Está triste, tão desoladoramente triste. Nos olhos pequenos ficam presas as paisagens que cavalgam à janela do autocarro, demasiado barulhento

(ou será o peito que bate mais forte?)

adivinham-se-lhe muitos anos na pele enrugada do pescoço, abraços e dedos enrolados no sitio onde já deve ter existido cabelo e onde repousa agora um chapéu simples, de aba, preto com uma fita preta. Imagino-lhe os abraços na base do pescoço porque é alto, ainda que a vida lhe pese visivelmente nas costas e esteja mais curvado que uma árvore no topo e limite de precipício, e as mulheres da sua vida (terão sido muitas? Ou terá tido espaço para um único mas eterno amor?), os filhos (existirão?), as netas de cabelo muito negro encaracolado teriam de esticar muito os pés, colocarem-se em posição de bailarina, apoiar os braços nos seus ombros e abraçar-lhe o pescoço para lhe dar um beijo.

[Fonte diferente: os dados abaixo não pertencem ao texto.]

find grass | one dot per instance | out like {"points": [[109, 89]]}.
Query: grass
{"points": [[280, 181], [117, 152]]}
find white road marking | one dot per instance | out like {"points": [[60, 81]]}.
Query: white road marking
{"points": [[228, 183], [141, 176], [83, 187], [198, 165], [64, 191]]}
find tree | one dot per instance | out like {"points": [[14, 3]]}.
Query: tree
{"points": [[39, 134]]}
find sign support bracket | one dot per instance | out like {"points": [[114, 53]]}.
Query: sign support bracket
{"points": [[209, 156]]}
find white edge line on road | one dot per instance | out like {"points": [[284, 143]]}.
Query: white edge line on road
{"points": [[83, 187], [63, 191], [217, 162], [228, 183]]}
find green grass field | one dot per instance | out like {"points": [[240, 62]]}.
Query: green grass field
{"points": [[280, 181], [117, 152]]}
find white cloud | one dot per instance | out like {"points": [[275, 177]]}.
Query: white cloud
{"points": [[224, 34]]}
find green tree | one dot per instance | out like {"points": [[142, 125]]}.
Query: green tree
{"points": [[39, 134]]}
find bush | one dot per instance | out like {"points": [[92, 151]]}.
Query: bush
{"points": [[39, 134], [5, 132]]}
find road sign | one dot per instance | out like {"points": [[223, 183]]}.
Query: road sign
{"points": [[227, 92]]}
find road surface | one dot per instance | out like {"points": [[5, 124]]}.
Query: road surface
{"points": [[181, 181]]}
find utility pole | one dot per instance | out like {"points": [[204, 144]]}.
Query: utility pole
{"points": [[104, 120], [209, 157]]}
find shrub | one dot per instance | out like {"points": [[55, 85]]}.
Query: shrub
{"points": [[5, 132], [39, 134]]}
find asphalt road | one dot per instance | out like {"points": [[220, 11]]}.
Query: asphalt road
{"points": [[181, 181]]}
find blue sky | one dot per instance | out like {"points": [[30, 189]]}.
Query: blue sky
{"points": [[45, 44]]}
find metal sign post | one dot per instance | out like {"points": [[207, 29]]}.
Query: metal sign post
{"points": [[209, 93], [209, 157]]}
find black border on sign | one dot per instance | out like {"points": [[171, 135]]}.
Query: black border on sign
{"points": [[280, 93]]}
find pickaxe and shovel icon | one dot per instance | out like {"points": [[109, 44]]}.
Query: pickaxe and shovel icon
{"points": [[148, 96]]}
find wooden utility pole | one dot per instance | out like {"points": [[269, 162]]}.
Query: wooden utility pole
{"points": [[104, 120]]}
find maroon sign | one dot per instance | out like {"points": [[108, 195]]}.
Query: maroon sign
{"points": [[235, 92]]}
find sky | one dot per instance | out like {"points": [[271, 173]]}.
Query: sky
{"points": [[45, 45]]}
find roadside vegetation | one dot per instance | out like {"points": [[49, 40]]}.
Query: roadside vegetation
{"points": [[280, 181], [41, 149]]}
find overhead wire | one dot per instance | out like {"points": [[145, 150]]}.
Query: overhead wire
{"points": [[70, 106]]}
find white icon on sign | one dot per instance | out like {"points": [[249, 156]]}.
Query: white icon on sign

O autocarro pára de repente e nenhum de nós estava à espera disso, o nosso corpo desequilibra-se de forma deselegante para a frente. Eu seguro-me instantaneamente no banco à minha frente, tenho mais força, mais reflexos, ele quase que bate com a cabeça na janela, mas a bengala está lá e serve finalmente para lhe amparar o embate.
Tenho aqueles anos todos que ele carrega em mim, sinto-me ele, estou cansada, quebrada, quero que acabe rápido e que seja durante o sono, recuso-me a ir para um lar onde não reconheço ninguém e os lençóis me fazem comichão, a almofada não tem a altura certa e querem obrigar-me a enfeitar a árvore de natal todos os anos. Está sempre frio e eu nunca tenho sono, fico a ver a noite a passar nos ponteiros do relógio na mesinha de cabeceira e os pés estão sempre gelados. A comida não me sabe bem, é raro ter fome. Não tenho paciência para os antigos amigos nem para o jogo da bisca, o café sabe-me mal e os meus ossos doem-me quando o tempo ameaça mudar.
Eu sou ele e apetece-me chorar. Quando chega à minha paragem, antes da dele, encontro os olhos dele e saio rápido. Ouço as portas fecharem atrás de mim e fico ali quieta, sem ser capaz de me mover durante muito tempo, um tempo grande, um tempo que me parece infinito.
Sinto-me pesada, pesada, cada vez mais cansada. Entro no elevador e encontro-o no espelho. Lá está ele, o velho do autocarro, a escorrer-me cara a baixo, e eu, ainda que devastada, recuso-me a limpá-lo do meu rosto, quero recordá-lo para sempre. Quero levá-lo dentro de mim. Gostava que ele tivesse ficado a saber que dali em diante seriam os olhos dele a minha bengala.